In 2014, UT System health institutions developed five-year tuition plans, with the Board of Regents considering tuition on a year-by-year basis. The board approved the plans’ first year in 2014 and second year in 2015. In late 2015, the board directed institutions to update the third and fourth year of the plans with student input. Those plans, presented to the board today, include a median proposed increase of 3 percent or less for each year. Tuition varies not just by institution, but by program, such as medicine, biomedical sciences or nursing.
“UT System health institutions are known around the country for producing outstanding graduates and providing a first-class education,” said Raymond S. Greenberg, M.D., Ph.D., UT System’s executive vice chancellor for health affairs. “But we’re also known for being among the most affordable in the country. These proposed increases reflect our desire to remain affordable but continue to improve student services, offering access to the latest in health technology, and enhancing our students’ educational experience.”
Both the UT System and the Texas A&M System are fortunate to benefit from the University Lands. The roughly 2.1 million acres in West Texas generate revenue that flows into the Permanent University Fund, created by the Texas Constitution in 1876 to support UT and A&M institutions. However, there are restrictions on how the PUF can be used. The Texas Constitution stipulates that A&M gets one-third of the distribution from the PUF and UT gets two-thirds. The money can be used for three purposes:
- Debt service for capital projects funded with PUF bonds;
- Support and maintenance to build excellence at UT Austin, Texas A&M College Station and Prairie View A&M;
- Support and maintenance of the UT and A&M system administrations.

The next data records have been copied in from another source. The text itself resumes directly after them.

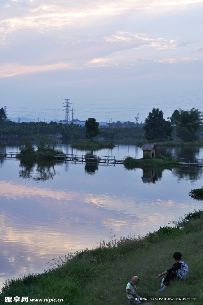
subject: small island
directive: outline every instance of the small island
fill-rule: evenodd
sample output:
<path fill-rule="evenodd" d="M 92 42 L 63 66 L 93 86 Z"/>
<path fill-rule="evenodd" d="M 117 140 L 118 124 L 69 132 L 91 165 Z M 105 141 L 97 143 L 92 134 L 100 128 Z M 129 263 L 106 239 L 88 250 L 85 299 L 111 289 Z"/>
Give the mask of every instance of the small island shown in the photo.
<path fill-rule="evenodd" d="M 98 141 L 80 141 L 71 145 L 72 148 L 81 150 L 100 149 L 102 148 L 113 148 L 116 145 L 113 143 L 103 143 Z"/>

So, while the PUF is instrumental for long-term investments, it cannot be used for operational costs at 13 of UT System’s 14 institutions.
About The University of Texas System
Educating students, providing care for patients, conducting groundbreaking basic, applied and clinical research, and serving the needs of Texans and the nation for more than 130 years, The University of Texas System is one of the largest public university systems in the United States. With 14 institutions and an enrollment of more than 217,000, the UT System confers more than one-third of the state’s undergraduate degrees, educates almost two-thirds of the state’s health care professionals annually and accounts for almost 70 percent of all research funds awarded to public institutions in Texas. The UT System has an annual operating budget of $16.9 billion (FY 2016) including $3 billion in sponsored programs funded by federal, state, local and private sources. With about 20,000 faculty – including Nobel laureates – and more than 70,000 health care professionals, researchers, student advisors and support staff, the UT System is one of the largest employers in the state.